You need to know how to do this stuff. That does not mean you need to do it all the time. I had suggested a base education in house wifery, but that doesn’t mean that you’re responsible for it all the time in some kind of psychotic Valium laced Stepford scenario. I know how to do laundry, but my significant other does it in our household. If he ever said, do your own laundry, I could. If you know how to clean your house sparklingly clean but chose to not live in a constant Miss Martha police state, that’s okay. If it’s part of your strategy as a hearth Witch, well then you must be a clever kitchen Witch! My house would not pass Lakshmi inspection at all times (or really like 29 days out of the month) either. If you have the means to send out your laundry or order take out every night, rock out. You just need to know how to perform these functions should you ever need to. It’s sort of like knowing how to do long division. It’s good to know how to do by hand, but the gods made calculators for a reason.

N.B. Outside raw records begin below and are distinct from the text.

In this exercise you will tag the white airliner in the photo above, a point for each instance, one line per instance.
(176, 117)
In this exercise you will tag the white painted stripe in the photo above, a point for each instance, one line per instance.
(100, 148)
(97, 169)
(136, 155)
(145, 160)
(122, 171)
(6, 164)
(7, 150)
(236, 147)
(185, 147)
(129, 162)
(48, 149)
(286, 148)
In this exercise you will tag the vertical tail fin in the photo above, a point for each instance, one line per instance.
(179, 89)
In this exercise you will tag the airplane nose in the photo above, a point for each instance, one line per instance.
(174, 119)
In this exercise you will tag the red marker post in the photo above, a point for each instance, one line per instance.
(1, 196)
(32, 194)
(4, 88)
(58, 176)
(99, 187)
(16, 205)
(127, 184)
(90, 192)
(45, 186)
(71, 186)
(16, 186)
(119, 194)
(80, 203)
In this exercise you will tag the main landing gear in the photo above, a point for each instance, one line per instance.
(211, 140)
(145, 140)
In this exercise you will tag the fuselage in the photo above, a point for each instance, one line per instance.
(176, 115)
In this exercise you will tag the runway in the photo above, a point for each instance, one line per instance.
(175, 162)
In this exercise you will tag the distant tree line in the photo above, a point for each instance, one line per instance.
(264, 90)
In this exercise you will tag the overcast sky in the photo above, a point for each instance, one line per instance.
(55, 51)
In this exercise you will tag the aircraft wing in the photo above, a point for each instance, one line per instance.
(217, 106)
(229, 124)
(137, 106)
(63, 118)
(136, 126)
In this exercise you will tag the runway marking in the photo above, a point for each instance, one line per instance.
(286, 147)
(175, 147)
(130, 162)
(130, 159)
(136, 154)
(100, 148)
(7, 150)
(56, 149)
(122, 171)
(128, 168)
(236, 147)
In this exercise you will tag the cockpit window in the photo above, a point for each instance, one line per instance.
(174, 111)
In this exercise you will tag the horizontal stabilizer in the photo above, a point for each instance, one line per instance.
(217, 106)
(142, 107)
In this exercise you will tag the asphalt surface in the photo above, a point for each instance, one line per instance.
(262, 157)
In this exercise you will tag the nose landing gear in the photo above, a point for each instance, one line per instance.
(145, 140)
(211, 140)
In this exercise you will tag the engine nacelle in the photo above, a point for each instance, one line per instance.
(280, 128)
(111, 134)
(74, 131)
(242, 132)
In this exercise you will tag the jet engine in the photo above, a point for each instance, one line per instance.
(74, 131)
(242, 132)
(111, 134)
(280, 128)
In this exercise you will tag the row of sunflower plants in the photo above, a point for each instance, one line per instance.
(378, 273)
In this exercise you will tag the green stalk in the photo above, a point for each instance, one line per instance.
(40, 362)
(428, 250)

Sometimes, simple is best. I suggested a basic practice in kitchen/hearth Witchery for people who work primarily in “higher” magic because like a proper dilettante, I believe in being well rounded. And frankly sometimes if you need to do something on the fly, it’s a lot easier to pour some salt into a bowl and spit into it than to do a long formal practice. I also think it’s good to know simple magic in order to be able to obtain simple things. You need fifty bucks to make your bills this month? You could do something v. formal or you could do something quick and get on with your life. Formal magic often requires a lot more time, energy, and effort. And there are certain things that are better suited to those practices, but you need a quick little something, low magic just seems like a better way to do so.
Furthering the math analogy, you may become so accustomed to Calculus and using a calculator to do so, you forget how to do basic level math. This is not going to help you when it’s your job to do bistro math for the table ’cause you’re the math chick and you left your cell phone at home.
Some of what I suggest needing to know may seem unnecessary and sort of Mr. Miyagi, but look at it from a kitchen Witch’s perspective: You claim to be a kitchen/hearth Witch, I’m supposed to trust you to do a love spell for me using hearth magic, but . . .you don’t know how to take care of your hearth which functions as your temple, your magical work space? Fill in your own mechanic/gyno joke here.